Cubic interpolation and perlin noise

[lost]

I am currently working on a perlin noise function and want to use cubic interpolation to get smoother transitions between gradients. Currently, I am almost following Perlin's original method exactly with some modifications to make the result more of a marble texture.

Right now, I am using linear interpolation of the 8 corners of a unit cube starting at (x,y,z). Linear interpolation works fine for this example, but for cubic interpolation will I have to use a 4x4x4 grid of samples (64) to satisfy the same requirments (as cubic interpolation requires 4 inputs)? Or am I way off on what is required for cubic interpolation?

Thanks!

 

[Ostsol]

Nope, you're right. Cubic interpolation needs four inputs and returns the value for between the second and third input.

 

[Simon F]

I am currently working on a perlin noise function and want to use cubic interpolation to get smoother transitions between gradients. Currently, I am almost following Perlin's original method exactly with some modifications to make the result more of a marble texture.

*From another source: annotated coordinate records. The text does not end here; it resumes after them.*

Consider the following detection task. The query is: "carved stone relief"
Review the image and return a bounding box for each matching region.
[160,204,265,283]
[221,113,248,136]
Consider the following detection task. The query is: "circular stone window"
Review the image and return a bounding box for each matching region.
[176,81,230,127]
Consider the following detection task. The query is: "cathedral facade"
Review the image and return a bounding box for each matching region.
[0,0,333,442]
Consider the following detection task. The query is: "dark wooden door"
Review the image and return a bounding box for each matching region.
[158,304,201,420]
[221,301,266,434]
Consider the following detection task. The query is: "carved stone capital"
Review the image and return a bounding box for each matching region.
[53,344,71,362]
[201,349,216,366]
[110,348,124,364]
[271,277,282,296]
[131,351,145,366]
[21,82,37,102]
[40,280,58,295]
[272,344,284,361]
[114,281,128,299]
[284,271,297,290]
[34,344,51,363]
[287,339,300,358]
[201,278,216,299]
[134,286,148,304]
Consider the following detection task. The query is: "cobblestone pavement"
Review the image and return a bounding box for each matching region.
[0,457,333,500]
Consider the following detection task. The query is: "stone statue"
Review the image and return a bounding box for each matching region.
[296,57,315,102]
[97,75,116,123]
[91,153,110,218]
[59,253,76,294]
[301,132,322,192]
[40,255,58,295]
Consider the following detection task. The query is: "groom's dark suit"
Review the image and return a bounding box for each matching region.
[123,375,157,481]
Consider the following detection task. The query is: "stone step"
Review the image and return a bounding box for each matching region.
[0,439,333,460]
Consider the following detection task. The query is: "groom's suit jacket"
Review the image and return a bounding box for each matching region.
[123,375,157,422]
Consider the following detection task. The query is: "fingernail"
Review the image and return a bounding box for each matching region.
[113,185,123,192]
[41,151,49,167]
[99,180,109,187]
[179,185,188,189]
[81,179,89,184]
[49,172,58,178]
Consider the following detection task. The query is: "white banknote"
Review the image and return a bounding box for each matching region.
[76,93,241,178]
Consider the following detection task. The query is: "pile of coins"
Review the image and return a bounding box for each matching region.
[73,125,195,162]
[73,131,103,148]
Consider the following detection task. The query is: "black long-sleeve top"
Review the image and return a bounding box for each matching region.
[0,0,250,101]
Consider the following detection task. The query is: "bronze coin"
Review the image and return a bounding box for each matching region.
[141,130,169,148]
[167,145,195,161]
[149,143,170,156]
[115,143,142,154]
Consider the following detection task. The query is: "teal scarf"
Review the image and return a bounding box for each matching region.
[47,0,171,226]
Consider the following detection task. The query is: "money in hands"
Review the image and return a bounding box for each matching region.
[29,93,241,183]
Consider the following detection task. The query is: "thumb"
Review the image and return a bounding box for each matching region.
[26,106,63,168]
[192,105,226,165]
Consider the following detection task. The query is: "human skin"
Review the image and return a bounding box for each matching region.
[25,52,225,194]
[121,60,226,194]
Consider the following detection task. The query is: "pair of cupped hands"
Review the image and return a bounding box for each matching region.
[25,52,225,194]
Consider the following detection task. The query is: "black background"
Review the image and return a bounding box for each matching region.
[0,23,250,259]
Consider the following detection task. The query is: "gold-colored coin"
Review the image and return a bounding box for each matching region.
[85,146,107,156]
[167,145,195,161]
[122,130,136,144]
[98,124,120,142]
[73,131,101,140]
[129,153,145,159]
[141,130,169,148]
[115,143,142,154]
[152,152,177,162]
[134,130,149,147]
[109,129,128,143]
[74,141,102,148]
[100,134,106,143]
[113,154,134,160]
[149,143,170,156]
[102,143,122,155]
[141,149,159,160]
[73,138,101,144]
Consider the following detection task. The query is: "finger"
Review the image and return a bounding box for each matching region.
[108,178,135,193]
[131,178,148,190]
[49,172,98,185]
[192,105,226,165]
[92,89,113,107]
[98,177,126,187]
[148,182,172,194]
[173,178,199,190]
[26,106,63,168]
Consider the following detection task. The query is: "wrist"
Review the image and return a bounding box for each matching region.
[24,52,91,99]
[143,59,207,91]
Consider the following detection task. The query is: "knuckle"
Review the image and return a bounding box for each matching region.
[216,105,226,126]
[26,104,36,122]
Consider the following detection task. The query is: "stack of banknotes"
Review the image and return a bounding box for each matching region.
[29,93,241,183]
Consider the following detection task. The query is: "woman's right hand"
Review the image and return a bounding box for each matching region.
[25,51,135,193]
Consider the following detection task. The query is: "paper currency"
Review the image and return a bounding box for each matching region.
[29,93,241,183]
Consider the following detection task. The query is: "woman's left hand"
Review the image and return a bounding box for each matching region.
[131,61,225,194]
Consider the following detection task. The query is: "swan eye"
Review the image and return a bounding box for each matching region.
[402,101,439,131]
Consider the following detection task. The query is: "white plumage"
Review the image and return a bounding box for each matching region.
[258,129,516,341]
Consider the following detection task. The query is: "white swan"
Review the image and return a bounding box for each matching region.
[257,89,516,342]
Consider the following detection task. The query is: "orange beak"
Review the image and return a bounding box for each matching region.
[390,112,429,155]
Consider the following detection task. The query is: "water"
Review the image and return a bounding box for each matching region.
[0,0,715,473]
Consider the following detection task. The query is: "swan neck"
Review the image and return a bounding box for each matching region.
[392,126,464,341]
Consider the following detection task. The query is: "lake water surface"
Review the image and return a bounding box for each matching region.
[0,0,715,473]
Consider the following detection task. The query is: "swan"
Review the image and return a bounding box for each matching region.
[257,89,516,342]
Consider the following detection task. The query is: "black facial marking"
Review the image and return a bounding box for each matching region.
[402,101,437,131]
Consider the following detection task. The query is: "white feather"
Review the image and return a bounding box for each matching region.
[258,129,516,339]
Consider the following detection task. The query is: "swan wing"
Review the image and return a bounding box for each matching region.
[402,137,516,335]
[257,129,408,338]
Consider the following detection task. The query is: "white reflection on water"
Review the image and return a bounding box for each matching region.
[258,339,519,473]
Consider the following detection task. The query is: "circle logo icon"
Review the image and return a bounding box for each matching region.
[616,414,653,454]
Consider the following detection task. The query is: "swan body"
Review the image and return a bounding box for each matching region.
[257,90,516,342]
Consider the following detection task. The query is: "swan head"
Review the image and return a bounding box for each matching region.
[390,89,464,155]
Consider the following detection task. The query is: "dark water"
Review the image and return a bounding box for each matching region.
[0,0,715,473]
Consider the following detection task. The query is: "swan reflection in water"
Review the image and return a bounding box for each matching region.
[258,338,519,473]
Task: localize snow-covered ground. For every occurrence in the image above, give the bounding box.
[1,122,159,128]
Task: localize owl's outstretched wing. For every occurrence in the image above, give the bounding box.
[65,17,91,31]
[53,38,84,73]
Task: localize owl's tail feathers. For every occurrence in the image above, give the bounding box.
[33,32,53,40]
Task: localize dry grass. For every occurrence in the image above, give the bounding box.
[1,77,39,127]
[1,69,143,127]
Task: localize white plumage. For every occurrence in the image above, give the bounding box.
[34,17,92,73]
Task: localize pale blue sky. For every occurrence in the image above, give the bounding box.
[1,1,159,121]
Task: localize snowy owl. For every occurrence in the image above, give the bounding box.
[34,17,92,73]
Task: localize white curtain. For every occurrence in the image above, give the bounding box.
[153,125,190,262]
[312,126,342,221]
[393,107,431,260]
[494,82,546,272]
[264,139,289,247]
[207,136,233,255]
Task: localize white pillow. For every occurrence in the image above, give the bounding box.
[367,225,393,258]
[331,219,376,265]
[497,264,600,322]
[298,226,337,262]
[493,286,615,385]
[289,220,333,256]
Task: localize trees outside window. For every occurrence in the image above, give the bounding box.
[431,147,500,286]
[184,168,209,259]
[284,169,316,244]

Right now, I am using linear interpolation of the 8 corners of a unit cube starting at (x,y,z). Linear interpolation works fine for this example, but for cubic interpolation will I have to use a 4x4x4 grid of samples (64) to satisfy the same requirments (as cubic interpolation requires 4 inputs)? Or am I way off on what is required for cubic interpolation?

Thanks!

It's been a very long time since I worked with Perlin noise, but I think Ken Perlin himself pre-computed gradient functions and stored those locally at the grid points - I guess therefore he would then have been using Hermite (cubic) splines. Mind you, I'm not sure that it saves you anything in terms of calculation cost!

FWIW Perlin recently (?) published some "standards" for Perlin noise implementations but I can't remember where I saw this - it may have even been a patent.

 

[lost]

It's been a very long time since I worked with Perlin noise, but I think Ken Perlin himself pre-computed gradient functions and stored those locally at the grid points - I guess therefore he would then have been using Hermite (cubic) splines. Mind you, I'm not sure that it saves you anything in terms of calculation cost!

FWIW Perlin recently (?) published some "standards" for Perlin noise implementations but I can't remember where I saw this - it may have even been a patent.

Yeah, basically, that is what his algorithm does, but the gradient functions are basically taking random values and averaging them. I believe the only reason he stores the data at all is so between renders the frames do not look differently.

 

[Simon F]

Yeah, basically, that is what his algorithm does, but the gradient functions are basically taking random values and averaging them. I believe the only reason he stores the data at all is so between renders the frames do not look differently.

Of course. You either precompute and save a grid using a standard random number generator, or use a hash function that depends only on the x,y,z grid coordinates. I used the latter in my version.